Honestly: because I enjoy it. Who builds open-source winter service software for fun in the first place? I do — that is more or less the whole premise of this project. The live demo is the same instinct pointed at you. I would like to show what Wintertrace can actually do, and trust is easier to build when you can put the thing in someone’s hands rather than describe it. Maybe you try it and decide it is not for you. Maybe you try it and it turns out to be close to what your operation needed.
What you actually get
Nothing about the demo is a cut-down preview. It is a full installation — every feature, every module — isolated and yours:
- Your login is the email you enter; the password arrives by email.
- The demo runs on its own subdomain, something like
frosty-fox-2ba.demo.plowdispatch.com. - It has its own web inbox. Every email the software sends lands there in your browser, so you can watch notifications and service proofs go out without anything reaching a real recipient.
- After 48 hours the whole thing — installation and data — is deleted automatically. It is built for trying things out, not for real records.
So you can walk a dummy round with the app running, generate a PDF service proof and hold it up to your most sceptical customer, poke at the customer portal, and see whether GPS tracking fits how you actually work. If you like what you find, the honest next step is to self-host it: the demo and the download are the same software.
The part I find genuinely cool
Here is the bit that made me want to build it, and I am not going to pretend otherwise.
You fill in a small form — name, email, a spam check. That form goes to an API. And from that single request, a full Wintertrace installation provisions itself: Coolify brings up its own Docker container, a subdomain is assigned, an SSL certificate is issued, the software installs, its own web inbox comes up alongside it, and a timer is set so that 48 hours later everything is torn down again cleanly.
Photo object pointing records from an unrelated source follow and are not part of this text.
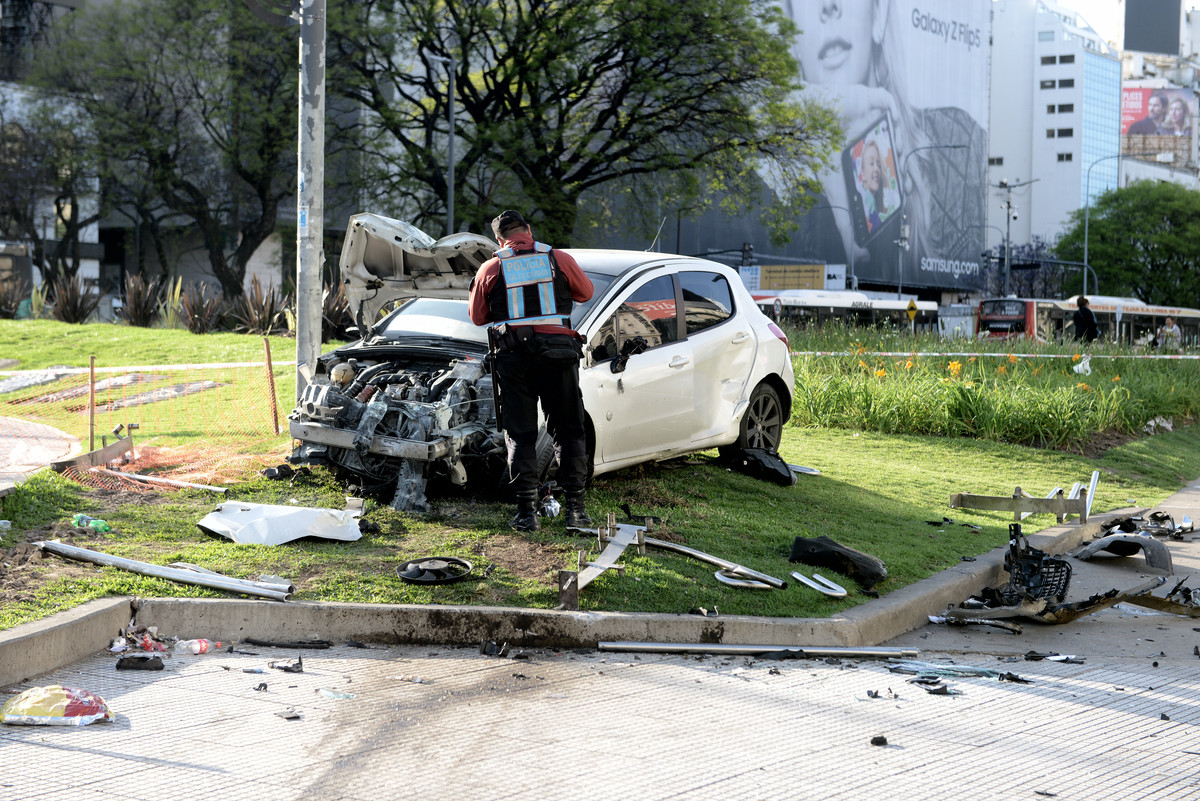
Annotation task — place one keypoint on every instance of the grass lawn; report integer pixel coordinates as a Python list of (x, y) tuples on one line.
[(877, 492)]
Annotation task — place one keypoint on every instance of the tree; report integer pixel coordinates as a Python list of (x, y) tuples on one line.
[(43, 166), (557, 98), (1143, 241), (192, 104)]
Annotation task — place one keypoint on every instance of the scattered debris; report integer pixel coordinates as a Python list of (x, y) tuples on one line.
[(213, 580), (288, 667), (821, 584), (139, 662), (435, 570), (823, 552), (265, 524), (55, 705)]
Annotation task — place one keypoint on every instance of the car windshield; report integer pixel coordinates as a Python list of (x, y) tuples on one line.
[(432, 317), (445, 318)]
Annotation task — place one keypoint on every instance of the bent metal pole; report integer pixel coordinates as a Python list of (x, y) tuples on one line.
[(169, 573)]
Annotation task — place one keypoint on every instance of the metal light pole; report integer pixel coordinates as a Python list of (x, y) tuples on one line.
[(450, 127), (310, 192), (853, 278), (903, 244)]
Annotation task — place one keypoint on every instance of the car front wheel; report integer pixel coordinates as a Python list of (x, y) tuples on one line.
[(762, 425)]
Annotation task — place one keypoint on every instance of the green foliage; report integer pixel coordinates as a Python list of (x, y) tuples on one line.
[(73, 302), (576, 96), (142, 300), (1032, 399), (258, 311), (12, 293), (201, 308), (1143, 240)]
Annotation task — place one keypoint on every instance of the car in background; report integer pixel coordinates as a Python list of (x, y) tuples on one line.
[(677, 357)]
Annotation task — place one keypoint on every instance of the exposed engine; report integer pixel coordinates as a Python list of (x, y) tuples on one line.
[(401, 422)]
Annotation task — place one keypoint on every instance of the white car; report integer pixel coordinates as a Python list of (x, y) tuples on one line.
[(677, 359)]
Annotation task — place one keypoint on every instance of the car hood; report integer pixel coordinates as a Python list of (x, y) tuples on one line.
[(385, 260)]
Do you, as a winter service operator, need to know any of that? No. Do you need it at all? Honestly, not really — a plain download would do the job. But it is a properly satisfying piece of machinery, and building it was a way to find out how far the idea could go: one form in, a live self-contained installation out, gone again two days later without anyone lifting a finger.
And that, more than anything, is why this project looks the way it does. Not because a throwaway demo is strictly necessary, but because building it — and building Wintertrace itself — is something I genuinely like doing. Software made for fun tends to show it, and I would rather it showed that than the opposite.
Try it
If any of this lands, the invitation is simple: request a demo, confirm your email, and spend an afternoon with it. It costs nothing and expires on its own. If it turns out to fit, the download is right there and the source is on GitHub — the thing you tried is the thing you keep running.
No risk, in the most literal sense of the word: in 48 hours there is nothing left to clean up.